Il pouvait crever 70 pneus par nuit, avait planifié ses "sorties" jusque décembre 2018, recensait les quartiers "visités" avec numéros de rues "codés": le "serial poinçonneur" de Bordeaux à révélé une incroyable minutie, un degré d'obsession, et une grosse "colère" contre la société.

Après quelque 6.000 voitures touchées en six ans de méfaits, la Sûreté urbaine de Bordeaux avoue qu'un "grand ouf" de soulagement a été poussé en interne, avec l'interpellation mercredi du suspect, qui outre une nuisance croissante pour le public, représentait un véritable défi pour la police au terme de trois ans d'enquête depuis que l'aspect sériel du phénomène a été soulevé, fin 2014.

Une histoire de pneus crevés, "cela peut prêter à sourire", a reconnu le parquet jeudi devant la presse. Mais les divers commissariats de l'agglomération bordelaise riaient moins lorsqu'ils recevaient des files de riverains ulcérés (un automobiliste a été frappé six fois...) après une nouvelle "nuit d'action" du poinçonneur. Lequel pouvait crever par nuit les pneus de 70 voitures, n'importe quelle marque, toujours les deux côtés trottoir, dans une "zone" donnée.

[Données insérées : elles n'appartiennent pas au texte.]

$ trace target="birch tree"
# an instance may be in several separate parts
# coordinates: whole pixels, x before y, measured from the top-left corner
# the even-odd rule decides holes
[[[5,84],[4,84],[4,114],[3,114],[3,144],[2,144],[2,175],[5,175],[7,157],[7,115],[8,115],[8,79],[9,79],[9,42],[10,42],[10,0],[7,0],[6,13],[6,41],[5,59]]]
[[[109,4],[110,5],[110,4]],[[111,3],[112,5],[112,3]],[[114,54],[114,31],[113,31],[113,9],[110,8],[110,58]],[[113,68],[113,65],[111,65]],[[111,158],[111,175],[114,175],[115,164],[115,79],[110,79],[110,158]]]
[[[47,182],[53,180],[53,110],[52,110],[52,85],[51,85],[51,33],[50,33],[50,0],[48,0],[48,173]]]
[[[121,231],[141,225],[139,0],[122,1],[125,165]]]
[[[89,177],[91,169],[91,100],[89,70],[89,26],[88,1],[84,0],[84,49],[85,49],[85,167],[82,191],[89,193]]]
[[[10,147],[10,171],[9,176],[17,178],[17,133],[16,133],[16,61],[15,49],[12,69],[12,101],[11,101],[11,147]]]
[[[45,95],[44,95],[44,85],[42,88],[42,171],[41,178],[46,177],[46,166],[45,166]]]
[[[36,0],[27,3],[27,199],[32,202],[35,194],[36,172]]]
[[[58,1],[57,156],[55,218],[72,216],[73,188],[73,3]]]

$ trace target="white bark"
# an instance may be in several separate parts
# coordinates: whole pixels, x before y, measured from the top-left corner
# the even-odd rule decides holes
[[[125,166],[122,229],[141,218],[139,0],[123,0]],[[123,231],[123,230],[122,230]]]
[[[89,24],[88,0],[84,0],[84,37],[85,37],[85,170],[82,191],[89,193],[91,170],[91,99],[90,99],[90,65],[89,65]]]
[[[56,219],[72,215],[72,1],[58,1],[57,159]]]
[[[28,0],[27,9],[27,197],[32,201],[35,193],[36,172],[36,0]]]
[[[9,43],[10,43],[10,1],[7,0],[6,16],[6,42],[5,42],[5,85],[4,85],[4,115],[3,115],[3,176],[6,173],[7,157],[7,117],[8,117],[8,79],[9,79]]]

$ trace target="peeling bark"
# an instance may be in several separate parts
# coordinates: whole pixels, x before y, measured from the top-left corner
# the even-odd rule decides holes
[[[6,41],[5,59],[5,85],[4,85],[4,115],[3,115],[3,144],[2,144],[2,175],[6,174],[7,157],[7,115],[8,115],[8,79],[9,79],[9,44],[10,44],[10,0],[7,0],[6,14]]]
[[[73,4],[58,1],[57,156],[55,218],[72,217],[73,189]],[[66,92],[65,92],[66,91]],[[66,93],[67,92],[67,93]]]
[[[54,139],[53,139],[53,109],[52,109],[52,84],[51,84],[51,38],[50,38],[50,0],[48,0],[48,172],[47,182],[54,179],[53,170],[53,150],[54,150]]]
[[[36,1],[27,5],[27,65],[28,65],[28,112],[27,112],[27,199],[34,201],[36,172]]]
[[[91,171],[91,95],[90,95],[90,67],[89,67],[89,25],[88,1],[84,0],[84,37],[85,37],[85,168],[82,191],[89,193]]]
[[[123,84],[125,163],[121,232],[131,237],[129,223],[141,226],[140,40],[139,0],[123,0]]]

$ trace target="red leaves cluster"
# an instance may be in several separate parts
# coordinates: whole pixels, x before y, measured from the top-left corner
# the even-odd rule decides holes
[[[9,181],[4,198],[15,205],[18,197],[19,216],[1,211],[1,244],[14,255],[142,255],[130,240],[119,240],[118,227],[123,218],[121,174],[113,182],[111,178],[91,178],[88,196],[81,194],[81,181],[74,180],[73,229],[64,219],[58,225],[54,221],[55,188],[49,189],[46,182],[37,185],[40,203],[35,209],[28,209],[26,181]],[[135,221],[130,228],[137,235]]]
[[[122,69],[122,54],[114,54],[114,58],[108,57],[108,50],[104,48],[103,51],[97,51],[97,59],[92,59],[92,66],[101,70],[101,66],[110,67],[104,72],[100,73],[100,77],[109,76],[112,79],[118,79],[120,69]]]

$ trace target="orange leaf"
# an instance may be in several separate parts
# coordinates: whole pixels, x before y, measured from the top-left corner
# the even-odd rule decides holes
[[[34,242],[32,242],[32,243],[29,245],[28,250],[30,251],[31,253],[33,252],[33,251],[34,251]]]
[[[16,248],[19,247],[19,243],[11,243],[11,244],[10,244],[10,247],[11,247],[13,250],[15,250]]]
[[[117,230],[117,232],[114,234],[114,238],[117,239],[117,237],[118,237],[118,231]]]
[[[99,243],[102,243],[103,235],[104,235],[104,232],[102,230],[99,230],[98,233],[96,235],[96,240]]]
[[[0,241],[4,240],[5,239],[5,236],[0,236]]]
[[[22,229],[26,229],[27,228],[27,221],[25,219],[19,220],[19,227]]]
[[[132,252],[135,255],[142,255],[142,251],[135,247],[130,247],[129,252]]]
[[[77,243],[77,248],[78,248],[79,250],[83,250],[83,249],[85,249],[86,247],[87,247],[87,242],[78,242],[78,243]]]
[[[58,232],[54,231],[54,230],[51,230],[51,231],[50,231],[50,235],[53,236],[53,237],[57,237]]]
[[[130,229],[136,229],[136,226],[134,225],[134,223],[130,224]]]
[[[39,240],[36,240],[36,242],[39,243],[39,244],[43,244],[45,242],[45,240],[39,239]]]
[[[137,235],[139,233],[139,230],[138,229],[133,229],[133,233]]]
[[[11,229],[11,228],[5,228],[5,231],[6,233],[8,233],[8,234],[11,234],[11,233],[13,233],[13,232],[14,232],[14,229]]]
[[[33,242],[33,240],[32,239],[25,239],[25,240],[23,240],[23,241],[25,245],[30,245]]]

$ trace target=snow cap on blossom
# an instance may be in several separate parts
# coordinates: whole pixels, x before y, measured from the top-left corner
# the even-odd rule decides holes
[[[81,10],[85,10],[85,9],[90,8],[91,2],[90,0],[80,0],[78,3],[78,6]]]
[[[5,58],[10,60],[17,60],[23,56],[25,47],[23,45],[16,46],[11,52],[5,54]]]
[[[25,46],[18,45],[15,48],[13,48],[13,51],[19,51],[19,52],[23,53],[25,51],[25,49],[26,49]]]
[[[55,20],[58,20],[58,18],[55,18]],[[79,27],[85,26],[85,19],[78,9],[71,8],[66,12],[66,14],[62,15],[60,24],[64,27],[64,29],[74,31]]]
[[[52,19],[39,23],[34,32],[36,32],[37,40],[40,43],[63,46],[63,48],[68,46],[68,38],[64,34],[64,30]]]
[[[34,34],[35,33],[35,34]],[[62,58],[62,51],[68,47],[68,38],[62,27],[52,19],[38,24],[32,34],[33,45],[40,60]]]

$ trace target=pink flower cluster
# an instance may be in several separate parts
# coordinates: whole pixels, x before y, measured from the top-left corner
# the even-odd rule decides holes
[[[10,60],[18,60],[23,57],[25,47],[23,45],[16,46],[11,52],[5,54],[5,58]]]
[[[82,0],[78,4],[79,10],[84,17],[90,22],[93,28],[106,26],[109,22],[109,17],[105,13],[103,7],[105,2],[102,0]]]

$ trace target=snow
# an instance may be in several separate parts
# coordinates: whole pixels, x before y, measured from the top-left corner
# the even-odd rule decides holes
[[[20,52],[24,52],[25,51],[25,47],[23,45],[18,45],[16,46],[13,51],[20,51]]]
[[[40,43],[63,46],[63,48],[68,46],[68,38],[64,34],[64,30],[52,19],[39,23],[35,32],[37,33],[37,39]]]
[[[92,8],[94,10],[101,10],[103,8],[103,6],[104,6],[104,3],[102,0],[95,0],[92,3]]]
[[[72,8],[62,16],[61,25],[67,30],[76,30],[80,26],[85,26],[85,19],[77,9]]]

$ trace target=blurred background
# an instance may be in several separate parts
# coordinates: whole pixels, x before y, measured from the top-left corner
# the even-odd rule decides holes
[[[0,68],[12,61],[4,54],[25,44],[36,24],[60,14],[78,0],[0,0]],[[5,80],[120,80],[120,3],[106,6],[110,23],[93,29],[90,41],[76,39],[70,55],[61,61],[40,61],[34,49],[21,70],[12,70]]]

Car c'est par "zones" que l'homme procédait. Des zones qu'il notait scrupuleusement ("Zone 1", "Zone 2", etc) dans un carnet dont l'AFP a vu quelques pages: itinéraires prévus, heure de départ, emplacement des caméras video-surveillance à éviter --"entre tel et tel numéro, ne pas percer", et numéros de maisons inversés pour brouiller les pistes, etc.

Divers quartiers de Bordeaux, mais aussi Cenon, Villenave d'Ornon, Floirac, Talence... Pas une ville de la proche banlieue n'échappait au poinçon, qui agissait de nuit, souvent entre 2H00 et 5H00, marchant loin, rentrant parfois à son domicile du centre-ville avec le premier tramway, a expliqué le commissaire Nicolas Pérez, chef de la Sûreté urbaine, qui a mené l'enquête.

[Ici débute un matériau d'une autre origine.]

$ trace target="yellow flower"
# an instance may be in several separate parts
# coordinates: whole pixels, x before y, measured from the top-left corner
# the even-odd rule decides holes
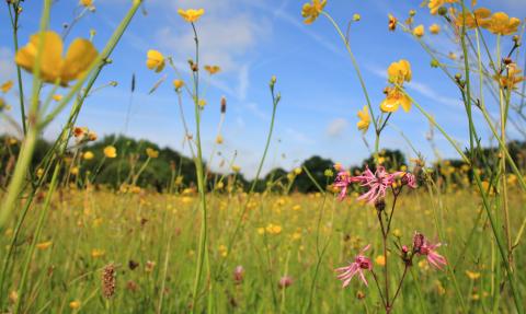
[[[155,149],[151,149],[151,148],[147,148],[146,149],[146,154],[151,159],[156,159],[156,158],[159,156],[159,151],[157,151]]]
[[[468,276],[471,280],[477,280],[480,278],[480,272],[466,270],[466,276]]]
[[[386,258],[384,255],[378,255],[375,258],[375,263],[378,264],[379,266],[386,266]]]
[[[184,82],[182,80],[173,80],[173,86],[179,91],[182,86],[184,86]]]
[[[205,66],[205,70],[210,75],[214,75],[214,74],[218,73],[221,70],[221,68],[219,68],[219,66]]]
[[[91,257],[93,258],[99,258],[99,257],[102,257],[104,256],[106,253],[103,251],[103,249],[99,249],[99,248],[93,248],[91,251]]]
[[[411,109],[411,100],[400,92],[397,88],[387,88],[387,96],[380,104],[380,109],[385,113],[393,113],[398,111],[400,105],[404,112]]]
[[[181,15],[184,19],[184,21],[186,21],[188,23],[194,23],[194,22],[197,22],[197,20],[199,20],[201,15],[205,14],[205,10],[204,9],[198,9],[198,10],[195,10],[195,9],[188,9],[188,10],[179,9],[178,13],[179,13],[179,15]]]
[[[41,37],[44,39],[42,51]],[[96,49],[88,39],[75,39],[62,58],[62,39],[60,35],[52,31],[34,34],[30,43],[21,48],[14,60],[16,65],[28,72],[33,72],[38,59],[41,59],[41,79],[48,83],[58,81],[61,85],[79,79],[96,58]]]
[[[506,66],[506,70],[502,74],[493,75],[493,79],[499,82],[499,84],[506,90],[515,90],[518,83],[524,81],[524,77],[521,75],[521,69],[517,68],[516,63],[510,63]]]
[[[92,160],[95,155],[91,151],[87,151],[82,154],[84,160]]]
[[[392,14],[389,14],[389,31],[397,30],[397,23],[398,23],[397,18],[395,18],[395,15]]]
[[[455,13],[455,11],[453,11]],[[455,14],[451,14],[455,15]],[[479,8],[473,10],[473,12],[468,12],[466,14],[459,13],[455,19],[455,24],[458,27],[462,27],[466,24],[467,28],[487,27],[490,23],[491,11],[487,8]]]
[[[318,19],[327,4],[327,0],[312,0],[312,3],[305,3],[301,8],[301,16],[305,18],[305,24],[311,24]]]
[[[427,4],[427,8],[430,8],[431,14],[435,15],[438,12],[438,9],[442,8],[442,5],[446,3],[455,3],[458,0],[431,0]]]
[[[358,118],[359,121],[356,124],[358,130],[363,130],[364,132],[367,131],[370,124],[369,108],[367,106],[364,106],[362,111],[358,111]]]
[[[46,242],[37,243],[35,246],[36,246],[36,248],[44,251],[44,249],[48,248],[49,246],[52,246],[52,244],[53,244],[53,242],[46,241]]]
[[[430,33],[434,34],[434,35],[441,33],[441,25],[438,25],[438,24],[431,25],[430,26]]]
[[[3,83],[3,84],[0,85],[0,91],[2,91],[2,93],[7,93],[7,92],[9,92],[12,88],[13,88],[13,81],[9,80],[9,81],[7,81],[5,83]]]
[[[69,302],[69,309],[79,310],[80,309],[80,301],[75,300],[75,301]]]
[[[387,68],[387,77],[390,83],[399,85],[403,84],[403,81],[411,81],[411,63],[404,59],[392,62],[389,68]]]
[[[228,255],[228,248],[226,245],[221,244],[219,245],[219,255],[221,255],[222,257],[227,257]]]
[[[521,20],[517,18],[510,18],[504,12],[496,12],[491,15],[487,28],[493,34],[511,35],[517,32],[518,25],[521,25]]]
[[[104,148],[104,155],[106,158],[113,159],[117,156],[117,149],[115,147],[108,146]]]
[[[0,97],[0,112],[3,109],[9,111],[10,106],[5,103],[3,98]]]
[[[420,24],[419,26],[414,27],[413,35],[420,38],[424,36],[424,25]]]
[[[164,69],[164,56],[161,53],[150,49],[146,55],[146,66],[148,69],[155,70],[158,73]]]

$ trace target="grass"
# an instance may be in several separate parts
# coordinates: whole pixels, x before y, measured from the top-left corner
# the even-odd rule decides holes
[[[514,195],[510,209],[513,214],[519,214],[524,196]],[[225,252],[245,197],[243,194],[207,196],[210,264],[226,265],[221,271],[213,268],[213,278],[207,279],[214,280],[215,312],[300,313],[308,305],[312,288],[316,291],[309,313],[376,313],[381,310],[373,302],[378,295],[369,295],[377,293],[373,286],[367,289],[355,281],[342,289],[333,271],[352,259],[367,244],[366,240],[377,239],[374,207],[353,199],[339,202],[332,195],[327,200],[320,194],[256,195],[250,205],[251,220],[244,232],[233,249]],[[400,234],[400,239],[392,236],[391,241],[410,244],[414,231],[422,230],[426,230],[430,237],[433,237],[431,234],[437,236],[437,232],[431,233],[428,228],[434,221],[434,203],[423,189],[401,198],[399,216],[392,225],[395,235]],[[495,248],[485,219],[480,219],[480,203],[474,191],[450,191],[443,195],[443,212],[439,213],[445,226],[446,257],[470,311],[477,313],[491,310],[494,289],[508,289],[505,284],[502,288],[491,284],[490,260]],[[28,228],[16,243],[15,257],[24,256],[30,248],[31,226],[36,224],[42,207],[38,202],[31,208]],[[195,195],[121,194],[93,188],[57,193],[48,228],[41,236],[42,242],[53,244],[37,249],[34,256],[30,269],[31,291],[23,311],[69,313],[69,303],[79,301],[81,307],[77,311],[84,313],[156,313],[162,300],[163,313],[187,312],[201,224],[198,217]],[[518,230],[518,222],[514,221],[514,231]],[[271,223],[281,226],[281,232],[262,233],[261,228]],[[2,248],[9,245],[10,232],[12,229],[1,237]],[[381,243],[371,244],[369,256],[375,258],[380,255]],[[324,245],[327,251],[320,256]],[[311,284],[319,258],[317,281]],[[459,312],[447,272],[431,269],[421,260],[402,287],[395,313],[422,313],[422,307],[431,313]],[[524,253],[517,251],[515,265],[525,261]],[[117,284],[110,310],[106,310],[100,291],[101,276],[102,268],[111,263],[117,267]],[[138,266],[132,270],[130,263]],[[233,269],[238,265],[244,268],[240,284],[233,280]],[[20,263],[14,264],[9,278],[11,284],[20,280],[21,267]],[[395,258],[390,267],[391,276],[399,277],[403,263]],[[374,269],[380,268],[375,263]],[[467,271],[480,274],[480,278],[470,279]],[[524,275],[517,274],[524,290]],[[281,290],[277,282],[285,275],[293,278],[293,284]],[[367,278],[371,282],[370,275]],[[10,287],[12,290],[14,286]],[[364,293],[365,298],[359,300],[358,293]],[[505,295],[500,298],[507,298]],[[502,300],[500,304],[499,313],[513,313],[508,307],[513,302]]]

Celle-ci cumulait les difficultés. Pas de traces génétiques, méfaits par cycles irréguliers (à dessein) et éparpillés géographiquement, pas d'image de vidéosurveilance, "travail de fourmi" de porte à porte requis auprès des victimes (1.100 plaintes recensées). Et le fait que les pneus finement crevés au poinçon se dégonflaient lentement, souvent longtemps après le méfait, et ailleurs.

- Un "serial killer"... de pneus-

C'est une photo prise par un riverain, puis une image de caméra video-surveillance ayant échappé au suspect, qui ont permis d'accélérer: identification, surveillances, interpellation.

Pourquoi tant de haine ? Parcours et psychologie du suspect de 45 ans, sans profession, inconnu de la justice, restent à approfondir, mais une première expertise a révélé une "personnalité obsessionnelle et solitaire", "extrêmement méthodique", non sans une certaine "dangerosité", selon la procureure, Marie-Madeleine Alliot. "Il a un profil un peu de serial killer (...) Il a fait cela (les pneus) mais il aurait pu faire autre chose."

Une enfance de maltraitance, un placement, le sentiment que les institutions l'ont négligé... Le "serial poinçonneur", un "surnom auquel lui-même tient", a exprimé son amertume envers la société, un "mal être", une envie de "revanche", selon la police. Peut-être déclenchée en 2011 lorsqu'il trouva un poinçon dans la rue.

"Il avait envie d'être reconnu, d'être écouté puisqu'on ne l'a pas écouté, de se faire remarquer", a dit le parquet, de ce personnage doté d'une "intelligence certaine", qui goûtait les articles de presse sur ses méfaits.

Interpellé à 2H du matin, alors qu'il sortait de chez lui pour une nouvelle expédition, l'homme a vite reconnu les faits, ajoutant des détails, disant aux policiers son "besoin de parler". Il a reconnu avoir sans doute crevé les pneus d'environ 6.000 voitures depuis 2011. "Un chiffre crédible", selon la police. Provisoirement, le préjudice est estimé à 400.000 euros.

Le suspect a été mis en examen pour dégradation volontaire de biens privés appartenant à autrui, et placé sous contrôle judiciaire. Il encourra deux ans de prison et 300.000 euros d'amende à son procès, le 18 mai.